With the third wicket partnership adding 130 runs, Australia brought back Brown in search of a breakthrough and the 19-year-old didn’t disappoint. Post her fifty, Bhatia was looking dangerous as she took on Gardner to hit another boundary. The left-hander stepped down the track in an attempt to hit the pacer through the off-side and was caught by Perry.
From 158 for 3, India slipped to 212 for 6 with Raj, Richa Ghosh, and Rana getting out in quick succession. Spinners Jonassen and Alana King ruled this period as they restricted Indian batters from finding boundaries at regular intervals.

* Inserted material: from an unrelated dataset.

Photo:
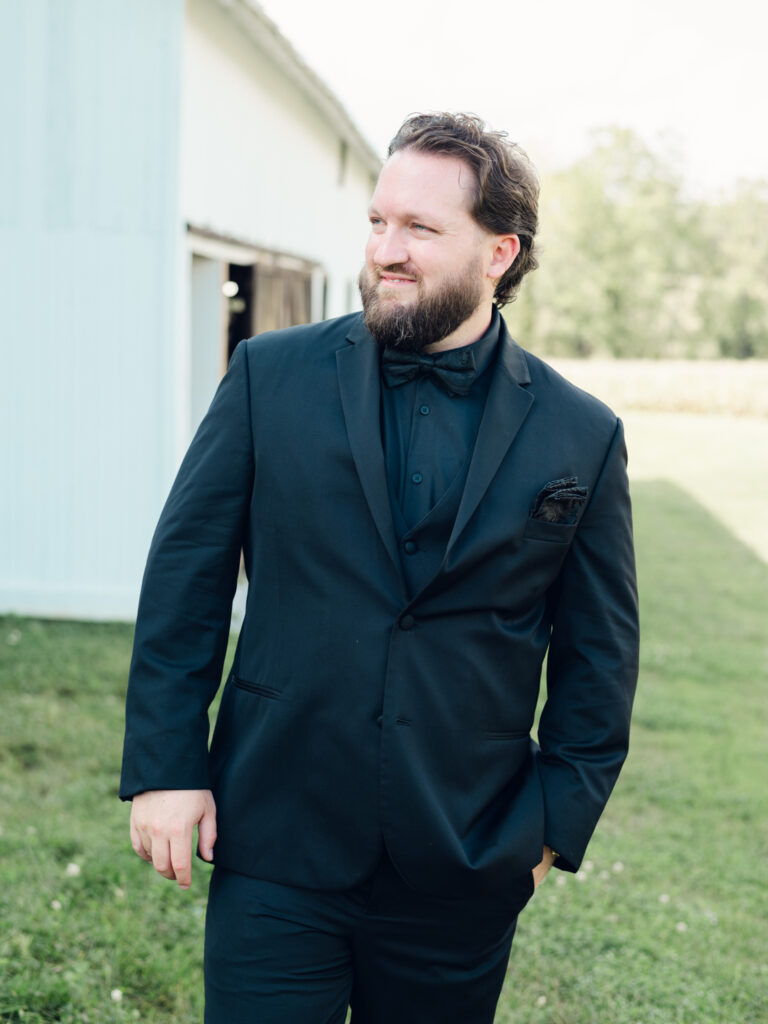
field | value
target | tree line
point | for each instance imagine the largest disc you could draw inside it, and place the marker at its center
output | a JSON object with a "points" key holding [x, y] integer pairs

Kaur and Vastrakar finish strong
Kaur was in her element right from the start, after playing herself in, she pulled out the sweeps against King either side of Raj’s dismissal. India vice-captain didn’t let the fall of wickets at the other end affect her. She added two more boundaries with McGrath bowling full tosses down the leg-side.
Kaur finally found some company in Vastrakar and the pair took 17 runs from King’s final over. Kaur reached her third fifty of World Cup 2022 from 42 balls. At the other end, Vastrakar smashed her second six off Schutt and India finished on 277 for 6 from the stipulated 50 overs.
Brown didn’t complete her quota of overs and was the best bowler on display with three wickets for 30.
Brief Scores: India 277/6 in 50 overs (Mithali Raj 68, Yastika Bhatia 59, Harmanpreet Kaur 57*; Darcie Brown 3/30) lost to Australia 280/4 in 49.3 overs (Meg Lanning 97, Alyssa Healy 72; Pooja Vastrakar 2/43) by 6 wickets.